Important
You are viewing documentation for an older version of Confluent Platform. For the latest, click here.
Protobuf Schema Serializer and Deserializer¶
This document describes how to use Protocol Buffers (Protobuf) with the Apache Kafka® Java client and console tools.
Protobuf Serializer¶
Plug the KafkaProtobufSerializer
into KafkaProducer
to send messages of Protobuf type to Kafka.

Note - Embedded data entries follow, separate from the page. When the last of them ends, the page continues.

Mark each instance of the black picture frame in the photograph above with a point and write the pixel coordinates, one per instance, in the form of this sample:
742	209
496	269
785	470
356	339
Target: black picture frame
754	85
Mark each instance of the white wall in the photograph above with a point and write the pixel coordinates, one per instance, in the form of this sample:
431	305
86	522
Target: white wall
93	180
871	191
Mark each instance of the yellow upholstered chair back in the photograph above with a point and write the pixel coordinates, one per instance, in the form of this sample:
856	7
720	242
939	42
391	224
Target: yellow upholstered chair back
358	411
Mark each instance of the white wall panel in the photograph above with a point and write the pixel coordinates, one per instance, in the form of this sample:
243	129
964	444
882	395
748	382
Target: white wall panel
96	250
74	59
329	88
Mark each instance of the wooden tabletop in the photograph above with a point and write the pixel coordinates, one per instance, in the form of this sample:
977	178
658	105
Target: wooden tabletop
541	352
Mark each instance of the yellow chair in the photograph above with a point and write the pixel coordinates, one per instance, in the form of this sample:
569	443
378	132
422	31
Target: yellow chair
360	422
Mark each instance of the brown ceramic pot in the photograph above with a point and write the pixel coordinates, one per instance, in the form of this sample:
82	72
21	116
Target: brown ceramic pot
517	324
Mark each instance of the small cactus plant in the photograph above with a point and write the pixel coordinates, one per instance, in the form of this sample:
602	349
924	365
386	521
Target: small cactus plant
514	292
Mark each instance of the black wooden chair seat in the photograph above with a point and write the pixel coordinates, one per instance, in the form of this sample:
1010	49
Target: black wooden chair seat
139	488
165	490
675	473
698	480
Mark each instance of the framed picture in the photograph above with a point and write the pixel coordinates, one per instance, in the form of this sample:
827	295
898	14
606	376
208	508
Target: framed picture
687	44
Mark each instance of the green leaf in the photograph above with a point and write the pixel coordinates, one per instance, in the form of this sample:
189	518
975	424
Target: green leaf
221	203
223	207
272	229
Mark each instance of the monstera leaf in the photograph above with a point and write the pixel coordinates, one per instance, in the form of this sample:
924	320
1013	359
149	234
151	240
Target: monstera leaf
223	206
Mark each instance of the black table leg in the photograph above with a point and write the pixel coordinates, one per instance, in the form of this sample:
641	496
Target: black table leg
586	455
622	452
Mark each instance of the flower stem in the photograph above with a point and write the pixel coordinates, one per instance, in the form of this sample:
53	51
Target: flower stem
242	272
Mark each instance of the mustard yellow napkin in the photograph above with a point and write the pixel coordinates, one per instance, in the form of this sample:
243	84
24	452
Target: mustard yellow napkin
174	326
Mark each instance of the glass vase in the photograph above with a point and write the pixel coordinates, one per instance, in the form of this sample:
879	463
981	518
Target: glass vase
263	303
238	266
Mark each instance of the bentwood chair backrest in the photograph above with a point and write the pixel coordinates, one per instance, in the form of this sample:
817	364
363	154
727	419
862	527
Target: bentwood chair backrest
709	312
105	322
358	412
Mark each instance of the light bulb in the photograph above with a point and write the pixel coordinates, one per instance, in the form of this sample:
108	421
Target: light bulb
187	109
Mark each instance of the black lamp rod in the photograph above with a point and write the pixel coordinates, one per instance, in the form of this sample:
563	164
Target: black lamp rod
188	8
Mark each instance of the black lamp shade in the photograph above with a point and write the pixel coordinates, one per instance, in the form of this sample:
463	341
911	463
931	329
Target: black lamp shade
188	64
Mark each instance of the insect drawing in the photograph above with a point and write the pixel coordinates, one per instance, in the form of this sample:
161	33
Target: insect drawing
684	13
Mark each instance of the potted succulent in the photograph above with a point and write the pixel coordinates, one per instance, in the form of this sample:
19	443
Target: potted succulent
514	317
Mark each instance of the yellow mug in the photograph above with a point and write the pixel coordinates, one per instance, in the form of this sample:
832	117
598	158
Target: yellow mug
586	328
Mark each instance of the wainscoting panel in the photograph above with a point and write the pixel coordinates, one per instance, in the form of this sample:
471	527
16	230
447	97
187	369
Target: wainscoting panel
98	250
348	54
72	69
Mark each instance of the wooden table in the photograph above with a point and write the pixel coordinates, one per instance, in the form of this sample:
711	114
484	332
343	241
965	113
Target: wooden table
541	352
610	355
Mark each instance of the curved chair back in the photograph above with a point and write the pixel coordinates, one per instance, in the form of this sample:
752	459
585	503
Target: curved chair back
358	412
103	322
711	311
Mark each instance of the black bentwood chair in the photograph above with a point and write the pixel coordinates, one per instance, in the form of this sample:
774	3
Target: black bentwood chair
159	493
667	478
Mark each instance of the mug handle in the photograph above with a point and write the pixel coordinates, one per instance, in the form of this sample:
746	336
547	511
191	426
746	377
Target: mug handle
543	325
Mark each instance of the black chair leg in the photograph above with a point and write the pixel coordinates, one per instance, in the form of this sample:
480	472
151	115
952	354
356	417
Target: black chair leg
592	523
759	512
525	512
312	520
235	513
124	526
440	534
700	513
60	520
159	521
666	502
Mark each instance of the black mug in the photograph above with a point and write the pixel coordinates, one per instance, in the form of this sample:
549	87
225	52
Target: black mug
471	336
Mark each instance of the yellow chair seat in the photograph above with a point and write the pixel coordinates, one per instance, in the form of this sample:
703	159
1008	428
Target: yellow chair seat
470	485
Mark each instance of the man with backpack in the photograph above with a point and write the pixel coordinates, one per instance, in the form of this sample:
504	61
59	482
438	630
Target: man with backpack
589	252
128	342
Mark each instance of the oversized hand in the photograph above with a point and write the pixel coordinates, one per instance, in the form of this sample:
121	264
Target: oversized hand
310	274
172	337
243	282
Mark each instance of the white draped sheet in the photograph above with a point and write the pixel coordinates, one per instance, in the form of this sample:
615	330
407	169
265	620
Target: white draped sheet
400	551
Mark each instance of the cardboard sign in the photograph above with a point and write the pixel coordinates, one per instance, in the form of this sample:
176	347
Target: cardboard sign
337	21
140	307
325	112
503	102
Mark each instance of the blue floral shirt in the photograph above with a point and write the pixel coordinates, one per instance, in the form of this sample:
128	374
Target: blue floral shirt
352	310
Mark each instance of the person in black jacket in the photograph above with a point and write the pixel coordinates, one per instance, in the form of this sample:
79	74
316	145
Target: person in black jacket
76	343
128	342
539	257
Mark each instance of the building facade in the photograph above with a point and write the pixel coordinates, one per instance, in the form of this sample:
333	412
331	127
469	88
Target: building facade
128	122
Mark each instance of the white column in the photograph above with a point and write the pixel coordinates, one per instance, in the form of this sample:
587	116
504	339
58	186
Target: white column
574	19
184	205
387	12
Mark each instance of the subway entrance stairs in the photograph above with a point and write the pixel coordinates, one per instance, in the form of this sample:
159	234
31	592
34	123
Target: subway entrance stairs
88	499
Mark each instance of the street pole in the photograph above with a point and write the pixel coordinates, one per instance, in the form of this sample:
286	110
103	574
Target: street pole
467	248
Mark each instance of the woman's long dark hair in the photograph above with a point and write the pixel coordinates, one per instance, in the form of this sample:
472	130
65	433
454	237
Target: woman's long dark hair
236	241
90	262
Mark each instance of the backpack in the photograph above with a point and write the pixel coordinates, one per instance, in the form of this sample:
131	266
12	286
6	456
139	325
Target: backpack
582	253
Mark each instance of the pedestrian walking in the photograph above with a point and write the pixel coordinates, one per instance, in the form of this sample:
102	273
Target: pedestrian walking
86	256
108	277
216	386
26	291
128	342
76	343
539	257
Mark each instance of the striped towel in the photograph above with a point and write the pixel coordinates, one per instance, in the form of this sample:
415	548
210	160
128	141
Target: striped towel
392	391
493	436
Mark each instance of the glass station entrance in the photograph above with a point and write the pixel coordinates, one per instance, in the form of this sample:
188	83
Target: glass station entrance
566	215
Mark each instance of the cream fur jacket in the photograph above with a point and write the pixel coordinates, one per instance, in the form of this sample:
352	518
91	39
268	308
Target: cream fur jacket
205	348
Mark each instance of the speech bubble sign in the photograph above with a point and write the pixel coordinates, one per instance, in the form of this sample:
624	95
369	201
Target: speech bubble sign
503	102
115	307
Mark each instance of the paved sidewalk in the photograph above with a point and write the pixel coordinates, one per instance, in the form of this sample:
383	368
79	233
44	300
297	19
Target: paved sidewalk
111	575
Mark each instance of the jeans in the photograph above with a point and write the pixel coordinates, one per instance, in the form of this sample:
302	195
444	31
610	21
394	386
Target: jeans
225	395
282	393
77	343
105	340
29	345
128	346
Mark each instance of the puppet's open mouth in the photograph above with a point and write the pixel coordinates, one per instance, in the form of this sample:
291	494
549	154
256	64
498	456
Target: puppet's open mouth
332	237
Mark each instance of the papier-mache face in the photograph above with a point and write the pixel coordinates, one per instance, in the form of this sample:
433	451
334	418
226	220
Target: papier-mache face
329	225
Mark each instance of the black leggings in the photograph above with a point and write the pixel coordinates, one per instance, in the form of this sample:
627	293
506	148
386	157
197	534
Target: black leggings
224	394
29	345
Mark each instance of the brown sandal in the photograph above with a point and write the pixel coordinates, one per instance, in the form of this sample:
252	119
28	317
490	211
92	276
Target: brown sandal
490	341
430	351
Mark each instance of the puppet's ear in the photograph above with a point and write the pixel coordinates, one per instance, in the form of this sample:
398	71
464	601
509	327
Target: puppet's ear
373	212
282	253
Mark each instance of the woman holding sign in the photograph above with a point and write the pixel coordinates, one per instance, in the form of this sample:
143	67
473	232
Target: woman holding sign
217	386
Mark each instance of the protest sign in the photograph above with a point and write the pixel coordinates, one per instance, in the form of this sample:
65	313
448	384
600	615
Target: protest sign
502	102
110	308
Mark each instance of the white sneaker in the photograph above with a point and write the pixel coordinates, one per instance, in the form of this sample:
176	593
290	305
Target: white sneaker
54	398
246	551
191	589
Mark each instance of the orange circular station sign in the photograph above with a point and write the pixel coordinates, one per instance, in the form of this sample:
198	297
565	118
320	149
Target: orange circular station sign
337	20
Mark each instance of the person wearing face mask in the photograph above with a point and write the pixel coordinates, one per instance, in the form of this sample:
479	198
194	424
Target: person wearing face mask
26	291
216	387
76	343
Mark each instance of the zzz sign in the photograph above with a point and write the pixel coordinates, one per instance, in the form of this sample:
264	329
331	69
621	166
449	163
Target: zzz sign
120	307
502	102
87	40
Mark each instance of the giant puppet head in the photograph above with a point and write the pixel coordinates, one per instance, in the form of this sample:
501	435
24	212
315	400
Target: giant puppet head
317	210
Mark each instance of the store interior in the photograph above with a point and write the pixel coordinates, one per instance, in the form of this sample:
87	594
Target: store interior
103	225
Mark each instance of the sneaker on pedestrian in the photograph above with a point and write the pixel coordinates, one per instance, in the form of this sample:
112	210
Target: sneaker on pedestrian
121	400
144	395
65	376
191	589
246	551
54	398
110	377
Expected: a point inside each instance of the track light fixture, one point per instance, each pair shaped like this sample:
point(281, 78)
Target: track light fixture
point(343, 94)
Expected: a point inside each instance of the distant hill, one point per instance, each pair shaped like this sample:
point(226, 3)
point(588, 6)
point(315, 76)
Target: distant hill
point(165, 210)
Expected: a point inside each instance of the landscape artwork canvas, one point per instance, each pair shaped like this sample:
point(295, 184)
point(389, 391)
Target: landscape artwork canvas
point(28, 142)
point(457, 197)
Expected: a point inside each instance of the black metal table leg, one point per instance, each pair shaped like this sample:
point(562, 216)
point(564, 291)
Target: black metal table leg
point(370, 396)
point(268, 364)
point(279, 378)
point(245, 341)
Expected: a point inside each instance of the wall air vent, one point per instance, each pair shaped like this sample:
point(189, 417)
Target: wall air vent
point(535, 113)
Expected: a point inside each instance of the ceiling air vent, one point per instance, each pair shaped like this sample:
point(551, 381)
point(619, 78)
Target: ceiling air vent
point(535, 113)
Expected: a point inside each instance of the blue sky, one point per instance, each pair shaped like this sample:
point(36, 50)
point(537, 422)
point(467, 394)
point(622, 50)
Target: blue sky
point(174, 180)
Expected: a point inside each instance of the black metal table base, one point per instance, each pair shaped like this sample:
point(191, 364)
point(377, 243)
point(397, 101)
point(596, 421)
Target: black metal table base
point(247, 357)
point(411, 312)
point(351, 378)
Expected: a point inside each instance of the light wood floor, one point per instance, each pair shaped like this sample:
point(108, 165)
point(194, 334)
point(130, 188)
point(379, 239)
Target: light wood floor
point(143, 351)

When providing an instance of a Protobuf generated class to the serializer, the serializer can
register the Protobuf schema, and all referenced schemas. For referenced schemas,
by default the serializer will register each referenced schema under a subject with the same name
as the reference. For example, if the main schema references “google/protobuf/timestamp.proto
”,
then the timestamp schema will be registered under a subject named “google/protobuf/timestamp.proto
”.
This behavior can be customized by providing a custom ReferenceSubjectNameStrategy
to the serializer.
The interface looks like this:
public interface ReferenceSubjectNameStrategy extends Configurable
{
/**
* For a given reference name, topic, and message, returns the subject name under which the
* referenced schema should be registered in the schema registry.
*
* @param refName The name of the reference.
* @param topic The Kafka topic name to which the message is being published.
* @param isKey True when encoding a message key, false for a message value.
* @param schema The referenced schema.
* @return The subject name under which the referenced schema should be registered.
*/
String subjectName(String refName, String topic, boolean isKey, ParsedSchema schema);
}
For example, suppose you have the following schema.
syntax = "proto3";
package com.acme;
import "other.proto";
message MyRecord {
string f1 = 1;
OtherRecord f2 = 2;
}
The above schema references other.proto
, which looks like this:
syntax = "proto3";
package com.acme;
message OtherRecord {
int32 other_id = 1;
}
The code below creates an instance of the MyRecord
class that is generated by the Protobuf compiler.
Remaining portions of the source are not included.